Many tourists were stranded. “Seawater reached the second floor of the hotel,” said Nancy Chang, who was on a business trip from China in Tacloblan City and walked three hours through mud and debris for a military-led evacuation at the airport.
“It’s like the end of the world.”
Six people were killed and dozens wounded during heavy winds and storms in central Vietnam as Haiyan approached the coast, state media reported, even though it had weakened substantially since hitting the Philippines.
Vietnam authorities have moved 883,000 people in 11 central provinces to safe zones, according to the government’s website. Despite weakening, the storm is likely to cause heavy rains, flooding, strong winds and mudslides as it makes its way north in the South China Sea.
Looters rampaged through several stores in Tacloban, witnesses said, taking whatever they could find as rescuers’ efforts to deliver food and water were hampered by severed roads and communications.
Mobs attacked trucks loaded with food, tents and water on Tanauan bridge in Leyte, said Philippine Red Cross chairman Richard Gordon. “These are mobsters operating out of there.”
Tecson John Lim, the Tacloban city administrator, said city officials had so far only collected 300-400 bodies, but believed the death toll in the city alone could be 10,000.

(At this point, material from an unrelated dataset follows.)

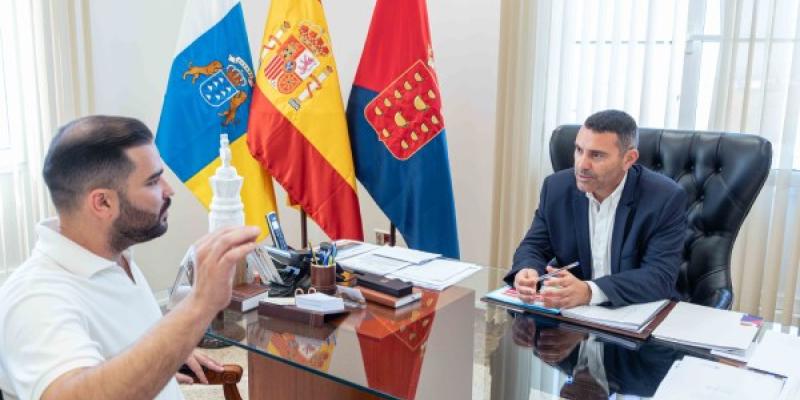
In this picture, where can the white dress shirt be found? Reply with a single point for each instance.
(601, 228)
(66, 308)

International aid agencies said relief efforts in the Philippines were stretched thin after a 7.2 magnitude quake in central Bohol province last month and displacement caused by a conflict with Muslim rebels in southern Zamboanga province.
The World Food Programme said it was airlifting 40 tons of high-energy biscuits, enough to feed 120,000 people for a day, as well as emergency supplies and telecommunications equipment.
Tacloban city airport was all but destroyed as seawaters swept through the city, shattering the glass of the airport tower, leveling the terminal and overturning nearby vehicles.
A Reuters reporter saw five bodies inside a chapel near the airport, placed on pews. Airport manager Efren Nagrama, 47, said water levels rose up to four meters (13 feet).
“It was like a tsunami. We escaped through the windows and I held on to a pole for about an hour as rain, seawater and wind swept through the airport,” he said. “Some of my staff survived by clinging to trees. I prayed hard all throughout until the water subsided.”